- Born: 4 February 1608 Chorley, Lancashire, Kingdom of England
- Died: 6 March 1651 (aged 43) Eleuthera, British Bahamas
- Cause of death: Starvation
- Occupations: Servant, settler, farmer
- Known for: Mayflower passenger
- Spouse(s): Elizabeth Newman Mary Latham
- Children: at least 1

= William Latham (pilgrim) =

William Latham (1608–1651) was a Mayflower passenger who traveled to North America as a young man servant and later became a settler in Plymouth Colony. He is known mostly for his survival of the first winter and his participation in early colonial life, though he later perished in an ill-fated colony attempt in the Bahamas, led by William Sayle.

==Early life & Family==
William Latham was born in 1608 to William 'Hugh' Latham and Eline Saunders.
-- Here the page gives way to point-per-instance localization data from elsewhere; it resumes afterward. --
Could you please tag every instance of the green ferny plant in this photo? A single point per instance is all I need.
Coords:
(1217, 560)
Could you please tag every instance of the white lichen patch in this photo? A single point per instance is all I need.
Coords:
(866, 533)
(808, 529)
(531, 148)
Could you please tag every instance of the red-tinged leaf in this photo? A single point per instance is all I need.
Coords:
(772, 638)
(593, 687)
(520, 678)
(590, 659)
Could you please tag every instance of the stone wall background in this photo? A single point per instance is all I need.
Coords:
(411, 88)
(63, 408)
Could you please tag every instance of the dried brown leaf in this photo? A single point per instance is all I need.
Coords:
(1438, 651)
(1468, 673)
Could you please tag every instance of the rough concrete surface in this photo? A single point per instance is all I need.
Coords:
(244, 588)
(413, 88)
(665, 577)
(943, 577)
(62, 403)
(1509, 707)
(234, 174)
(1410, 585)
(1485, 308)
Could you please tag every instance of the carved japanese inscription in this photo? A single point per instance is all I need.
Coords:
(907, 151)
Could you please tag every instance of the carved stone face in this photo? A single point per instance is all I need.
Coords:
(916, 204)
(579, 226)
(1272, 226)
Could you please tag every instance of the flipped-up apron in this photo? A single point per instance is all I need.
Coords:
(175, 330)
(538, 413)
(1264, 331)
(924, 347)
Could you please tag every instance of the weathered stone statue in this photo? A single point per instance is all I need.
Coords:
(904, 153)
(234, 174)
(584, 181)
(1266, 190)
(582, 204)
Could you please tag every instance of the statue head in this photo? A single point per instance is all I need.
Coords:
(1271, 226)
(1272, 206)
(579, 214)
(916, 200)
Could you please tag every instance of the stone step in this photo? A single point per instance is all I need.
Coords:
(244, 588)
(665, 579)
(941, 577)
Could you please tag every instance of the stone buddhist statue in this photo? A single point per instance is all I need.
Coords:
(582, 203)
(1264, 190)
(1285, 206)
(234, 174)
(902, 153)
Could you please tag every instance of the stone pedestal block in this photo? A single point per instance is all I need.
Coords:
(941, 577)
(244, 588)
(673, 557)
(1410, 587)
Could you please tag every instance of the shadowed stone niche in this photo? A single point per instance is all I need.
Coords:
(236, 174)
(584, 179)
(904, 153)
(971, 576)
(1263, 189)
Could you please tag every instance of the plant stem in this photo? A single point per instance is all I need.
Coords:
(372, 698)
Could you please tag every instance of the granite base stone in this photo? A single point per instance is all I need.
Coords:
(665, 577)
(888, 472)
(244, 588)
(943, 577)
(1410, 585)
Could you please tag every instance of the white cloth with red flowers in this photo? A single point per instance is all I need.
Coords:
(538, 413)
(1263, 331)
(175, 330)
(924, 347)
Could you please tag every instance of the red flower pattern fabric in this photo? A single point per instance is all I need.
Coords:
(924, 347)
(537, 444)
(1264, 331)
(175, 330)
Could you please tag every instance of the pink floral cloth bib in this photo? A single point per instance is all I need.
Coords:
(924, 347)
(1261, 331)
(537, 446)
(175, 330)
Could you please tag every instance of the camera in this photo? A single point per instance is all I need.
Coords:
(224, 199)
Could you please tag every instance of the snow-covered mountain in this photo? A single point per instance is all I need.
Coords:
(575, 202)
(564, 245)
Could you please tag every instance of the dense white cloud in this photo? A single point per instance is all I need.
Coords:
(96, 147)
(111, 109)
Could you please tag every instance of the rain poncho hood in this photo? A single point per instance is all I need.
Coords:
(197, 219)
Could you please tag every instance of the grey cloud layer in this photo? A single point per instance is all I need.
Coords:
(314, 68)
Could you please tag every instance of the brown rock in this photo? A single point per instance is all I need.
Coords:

Not much is known about his early life other than he became a man servant to John Carver at age 11. He had two known wives, Elizabeth, and Mary. William Latham had at least one son, Robert Latham, who was born in England.

==Voyage on the Mayflower==
In 1620, Latham traveled on the Mayflower as an 11-year-old man servant to John Carver, a Pilgrim leader that helped found Plymouth Colony. He is listed on the passenger manifest as part of Carver's household.

==Life in Plymouth Colony==
After the death of John Carver in April 1621, Latham completed his service under William Bradford. He appears in early Plymouth records, including the 1627 Division of Cattle, indicating his continued residence there and his participation in the colony. During the 1630s, Latham was taxed at the lowest rate available, held some land, and engaged in local economic activities such as property transactions and farming.
Latham apparently returned to England after his house burned down, and then shortly thereafter made a trip to the Bahamas.

==Later years and death==
Around 1645, Latham left Plymouth Colony and joined an expedition during the English Civil War to settle on Eleuthera, in the Bahamas. The settlement failed, and Latham is believed to have died in 1651, likely from starvation after the loss of supplies.